Last week, we took our group meeting discussion over to Cafe 37, nestled off of Abercorn and 37th street right next to the most adorable antique store, with the best collection of antique jewelry I’ve seen in Savannah so far. It’s the perfect lunch spot, with less than 10 tables, the most cheerful of servers, and a french inspired menu that will leave you feeling satisfied, to say the least. The three of us opted for the special salad – fresh greens with a roasted anjou pear stuffed with caramelized bleu cheese, spiced walnuts, grilled chicken, and a champagne|dijon vinaigrette. If your stomach is really growling, the pork sandwich is the best in the city, and worth every calorie. So stop in for lunch or have your meal outside on the picnic table, and stroll on over to 37th on Abercorn Antiques for great vintage finds!

A Starlander Afternoon


Last week, I had the lovely pleasure of spending the afternoon in Starlander Cafe’s back patio, while conducting a little collective brainstorm with my talented colleague. This is the perfect place to escape – from trolley buses, carriages, oblivious bikers, haunted ghost tours- all those seemingly tourist attractions that drive locals crazy.
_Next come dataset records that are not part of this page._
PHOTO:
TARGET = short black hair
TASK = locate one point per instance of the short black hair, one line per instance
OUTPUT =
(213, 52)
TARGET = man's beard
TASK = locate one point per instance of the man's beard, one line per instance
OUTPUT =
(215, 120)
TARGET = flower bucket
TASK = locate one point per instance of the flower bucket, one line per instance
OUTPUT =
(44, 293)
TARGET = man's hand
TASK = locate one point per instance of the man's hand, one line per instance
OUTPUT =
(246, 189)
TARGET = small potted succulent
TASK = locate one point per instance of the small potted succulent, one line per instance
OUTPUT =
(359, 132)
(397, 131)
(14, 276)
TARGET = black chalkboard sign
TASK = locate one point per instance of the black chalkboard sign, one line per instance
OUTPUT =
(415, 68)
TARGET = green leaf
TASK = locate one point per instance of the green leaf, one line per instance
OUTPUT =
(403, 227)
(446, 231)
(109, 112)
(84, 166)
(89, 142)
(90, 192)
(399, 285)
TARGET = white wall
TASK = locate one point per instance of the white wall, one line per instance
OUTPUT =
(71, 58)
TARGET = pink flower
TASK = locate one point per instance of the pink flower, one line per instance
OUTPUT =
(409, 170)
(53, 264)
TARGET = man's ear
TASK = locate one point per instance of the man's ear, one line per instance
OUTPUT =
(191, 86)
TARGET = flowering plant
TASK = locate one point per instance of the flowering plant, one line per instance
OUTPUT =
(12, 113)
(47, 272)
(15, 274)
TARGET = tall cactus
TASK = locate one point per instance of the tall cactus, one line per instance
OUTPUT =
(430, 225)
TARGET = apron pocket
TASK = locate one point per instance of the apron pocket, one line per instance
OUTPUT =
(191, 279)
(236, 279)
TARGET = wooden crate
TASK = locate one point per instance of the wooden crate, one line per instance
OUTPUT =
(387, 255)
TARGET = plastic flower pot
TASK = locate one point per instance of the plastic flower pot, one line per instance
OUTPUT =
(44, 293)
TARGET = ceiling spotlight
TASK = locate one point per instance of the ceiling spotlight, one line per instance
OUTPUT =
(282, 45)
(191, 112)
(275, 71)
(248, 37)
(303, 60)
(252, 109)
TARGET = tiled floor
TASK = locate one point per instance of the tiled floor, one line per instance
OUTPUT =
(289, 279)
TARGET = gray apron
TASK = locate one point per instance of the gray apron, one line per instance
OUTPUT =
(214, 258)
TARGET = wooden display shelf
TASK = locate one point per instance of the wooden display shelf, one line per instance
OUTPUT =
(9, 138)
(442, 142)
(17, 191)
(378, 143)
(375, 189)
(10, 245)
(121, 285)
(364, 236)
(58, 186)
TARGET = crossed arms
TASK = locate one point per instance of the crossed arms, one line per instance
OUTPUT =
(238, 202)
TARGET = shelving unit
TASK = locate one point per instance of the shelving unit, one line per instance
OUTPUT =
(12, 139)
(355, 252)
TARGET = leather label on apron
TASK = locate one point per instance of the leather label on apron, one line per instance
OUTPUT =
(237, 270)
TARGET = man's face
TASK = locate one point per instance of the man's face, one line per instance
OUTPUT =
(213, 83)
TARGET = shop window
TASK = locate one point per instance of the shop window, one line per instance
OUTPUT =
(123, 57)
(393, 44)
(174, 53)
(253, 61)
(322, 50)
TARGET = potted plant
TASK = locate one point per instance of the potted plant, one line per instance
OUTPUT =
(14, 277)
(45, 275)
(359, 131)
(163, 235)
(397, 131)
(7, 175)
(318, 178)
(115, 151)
Not only has Starlander perfected the panini making methodology (the bread is supplied by local Harris Baking Co), they have a superb and friendly waitstaff! And if you’re lucky, they will let you stay in the patio as long as you like after hours and watch the pups at the adjacent dog park frolic and play. So take a little stroll south of Forsyth in the Starland District and enjoy a perfect panini and a glass of sweet tea. On cooler days (like yesterday), the “goat bomb” is a must. Thai tomato soup with a surprise hunk of fresh goat cheese in the bottom. It’s a creamy concoction that’s undeniably amazing!

the future of food

This past Monday, five ladies from the Savannah Local Food Collaborative called a meeting. Their mission: to unite producers, chefs, distributors, local business owners, policy makers, students, and consumers around the issues concerning Savannah’s local food networks. Moderated by a professional collaboration guru, the two-hour session created opportunities for engagement and freedom to exchange information, ideas, concerns, frustrations, etc. Over the course of the evening the room grew from 30 interested advocates to nearly 70- and from 70 great minds, a list of the top five themes was generated. By an overwhelming vote, education ranked as no. 1, followed by coordination, infrastructure/investment, consumer access, and policies. Step 1: rally the troops. Step 2: establish connections around the five themes, determine inherent motivations, and collaborate. Step 3: create an open dialogue for continuous exchange of information. Step 4: enable Savannah to become a model program for sustainable and economical local food.

2011 food stop no. 1


Circa has always been my favorite place to drink in Savannah, so naturally, I assumed it would also be one of my favorite places to eat…However, I was slightly unimpressed with their french bistro menu and even more so with the high $$$ attached to mediocre at best dishes. My roasted free range chicken served with natural juices was more reminiscent of a think gravy than au jus and my dining companion’s steak frites left something to be desired. I do strongly appreciate the interior’s nod to an eclectic Parisian dining experience and the tiny openings that let you peek at the nighttime activities taking place next door. Circa offers a seamless transition from the necessity of eating to the pleasures of drinking. I will always gladly join you for a glass wine at the “historic little gem in downtown Savannah,” just not sure I’ll be joining you for a bite to eat.